Arthur lay in bed as the static rose, his heart steady with expectation. Helen came first, as she always did — her words faint but certain, each fragment a balm against the silence.
“…my love… I’m here…”
He whispered back, his lips brushing the darkness. “I know.”
His father followed, voice calm, reassuring, every syllable wrapped in the steadiness Arthur had missed.
“…proud of you, son…”
Arthur breathed easier, eyes closing. The voices filled the room, familiar as breath.
But then Michael came, his cousin’s voice slipping sharp through the hiss.
“…remember when we lit the barn on fire?”
Arthur’s eyes shot open. His chest tightened. “No,” he muttered. That had never happened. They had stolen a rowboat once, yes — reckless and laughing. But no barn. No fire.

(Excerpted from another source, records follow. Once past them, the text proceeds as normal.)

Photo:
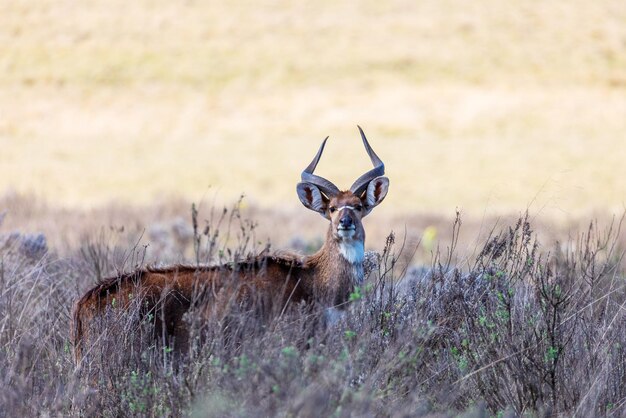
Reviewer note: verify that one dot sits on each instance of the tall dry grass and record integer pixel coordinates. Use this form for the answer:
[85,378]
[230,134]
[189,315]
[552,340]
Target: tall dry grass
[517,327]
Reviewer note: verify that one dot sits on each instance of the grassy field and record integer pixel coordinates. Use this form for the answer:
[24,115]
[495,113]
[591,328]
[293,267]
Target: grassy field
[489,106]
[514,327]
[115,116]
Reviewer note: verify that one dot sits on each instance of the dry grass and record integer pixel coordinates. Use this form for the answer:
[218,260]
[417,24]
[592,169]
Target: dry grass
[514,327]
[486,107]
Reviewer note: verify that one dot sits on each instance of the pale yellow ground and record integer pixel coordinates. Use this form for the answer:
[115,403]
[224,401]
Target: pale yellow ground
[488,106]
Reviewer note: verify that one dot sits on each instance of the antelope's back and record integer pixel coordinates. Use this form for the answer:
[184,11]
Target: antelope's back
[117,306]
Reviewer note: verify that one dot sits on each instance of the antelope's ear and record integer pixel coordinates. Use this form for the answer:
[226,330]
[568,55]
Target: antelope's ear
[312,198]
[376,191]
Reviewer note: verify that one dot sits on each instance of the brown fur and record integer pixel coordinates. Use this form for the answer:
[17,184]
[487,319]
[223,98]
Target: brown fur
[268,284]
[168,293]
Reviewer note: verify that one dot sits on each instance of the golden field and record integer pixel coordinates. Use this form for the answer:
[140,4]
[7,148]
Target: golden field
[490,107]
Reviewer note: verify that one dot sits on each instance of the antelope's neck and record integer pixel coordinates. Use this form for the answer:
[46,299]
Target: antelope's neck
[339,268]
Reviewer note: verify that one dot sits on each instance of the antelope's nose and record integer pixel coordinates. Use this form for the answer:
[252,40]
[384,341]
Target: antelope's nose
[346,222]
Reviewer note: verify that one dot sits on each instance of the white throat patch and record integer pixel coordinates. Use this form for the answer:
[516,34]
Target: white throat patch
[352,251]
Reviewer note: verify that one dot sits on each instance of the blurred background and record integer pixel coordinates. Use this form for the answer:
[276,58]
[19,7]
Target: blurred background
[489,107]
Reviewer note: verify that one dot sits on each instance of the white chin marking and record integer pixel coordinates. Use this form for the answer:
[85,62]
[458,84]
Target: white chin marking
[352,251]
[346,233]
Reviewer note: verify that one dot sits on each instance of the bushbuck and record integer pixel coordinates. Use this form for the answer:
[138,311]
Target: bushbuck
[269,283]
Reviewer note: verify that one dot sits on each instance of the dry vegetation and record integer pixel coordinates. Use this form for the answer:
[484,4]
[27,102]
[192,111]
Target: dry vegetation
[490,107]
[484,106]
[512,327]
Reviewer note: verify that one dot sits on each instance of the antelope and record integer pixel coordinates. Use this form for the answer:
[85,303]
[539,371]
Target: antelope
[273,282]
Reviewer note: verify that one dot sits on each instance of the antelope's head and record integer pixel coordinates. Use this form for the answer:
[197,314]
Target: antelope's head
[344,209]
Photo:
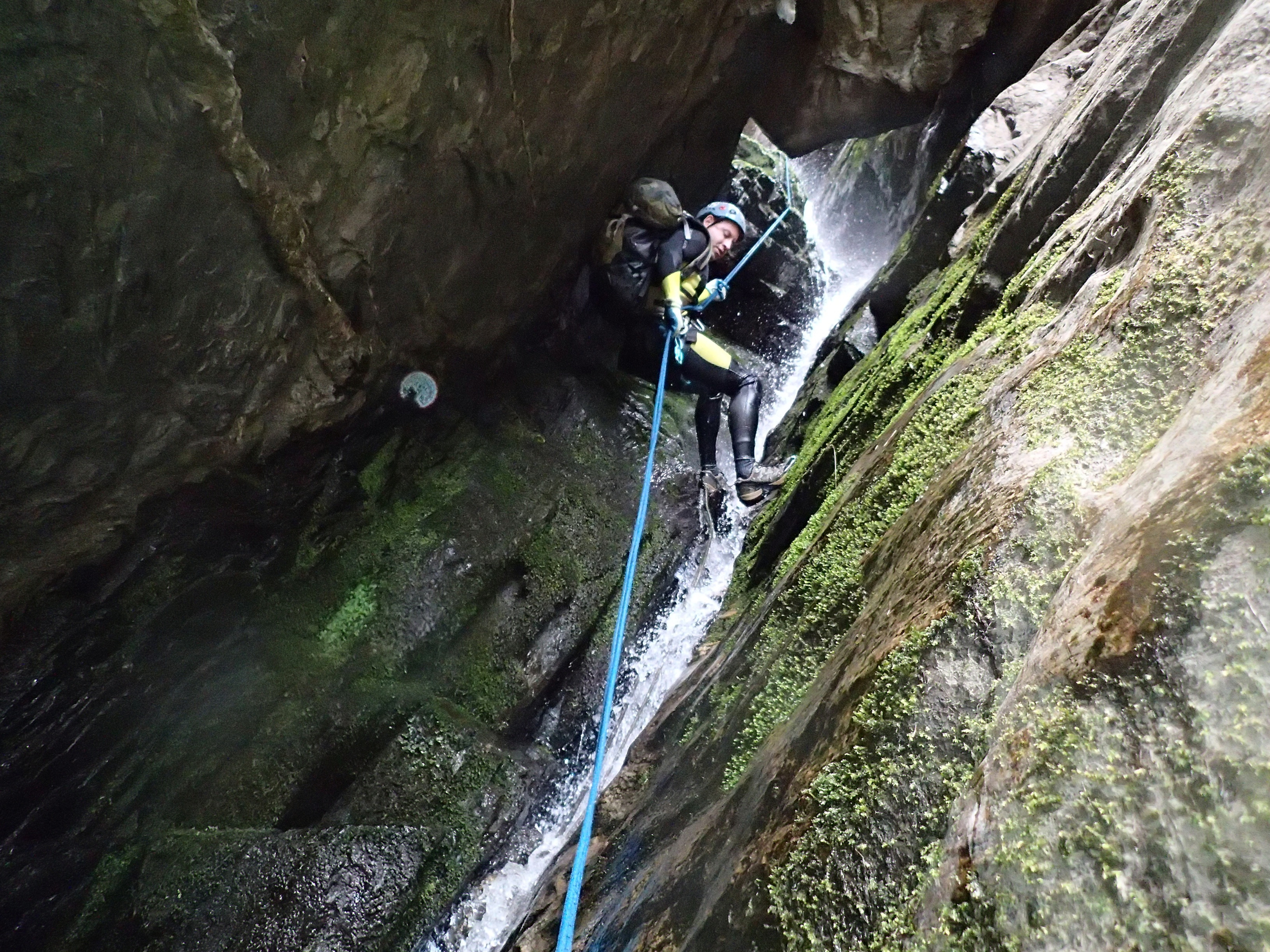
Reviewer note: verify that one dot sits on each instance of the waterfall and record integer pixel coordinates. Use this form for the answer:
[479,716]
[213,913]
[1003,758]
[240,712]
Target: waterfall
[657,659]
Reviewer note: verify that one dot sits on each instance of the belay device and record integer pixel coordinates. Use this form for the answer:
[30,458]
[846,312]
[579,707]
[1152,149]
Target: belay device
[569,914]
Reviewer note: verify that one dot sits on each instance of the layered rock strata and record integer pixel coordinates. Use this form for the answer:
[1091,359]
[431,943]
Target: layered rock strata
[227,222]
[994,674]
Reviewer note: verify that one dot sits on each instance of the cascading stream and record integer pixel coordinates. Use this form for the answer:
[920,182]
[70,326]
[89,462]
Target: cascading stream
[657,659]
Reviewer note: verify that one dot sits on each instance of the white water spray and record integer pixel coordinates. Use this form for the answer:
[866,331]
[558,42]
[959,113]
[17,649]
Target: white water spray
[657,659]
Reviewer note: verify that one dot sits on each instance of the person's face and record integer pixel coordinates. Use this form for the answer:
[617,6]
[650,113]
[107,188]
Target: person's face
[724,235]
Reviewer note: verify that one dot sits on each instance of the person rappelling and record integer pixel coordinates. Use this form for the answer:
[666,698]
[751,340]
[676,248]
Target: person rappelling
[656,272]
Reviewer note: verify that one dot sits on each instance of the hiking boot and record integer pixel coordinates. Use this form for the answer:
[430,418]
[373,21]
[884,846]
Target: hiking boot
[761,481]
[712,481]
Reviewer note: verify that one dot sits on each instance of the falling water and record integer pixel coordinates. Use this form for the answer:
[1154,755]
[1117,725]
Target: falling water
[657,659]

The static wavered. For a moment, he thought he heard Michael laugh, but it came in the wrong place — not after a joke, not with mischief, but cutting through his father’s next words, tangled and strange.
Arthur pressed his palms to his eyes. He was tired, too tired. Perhaps he had misheard.
Helen’s voice rose again, soft, steady.
“…our gardenias, Arthur… the wedding day…”
He clung to it, to her, to the memory she painted as clear as if it were yesterday. The unease slid away like water down glass. He whispered back, fierce in his need: “I remember. I remember.”
But when he opened his eyes, the red glow of the dial seemed brighter than before, pulsing faintly in rhythm with the static. A heartbeat.
And beneath the tide of voices, he thought he felt another, deeper sound pressing close — waiting.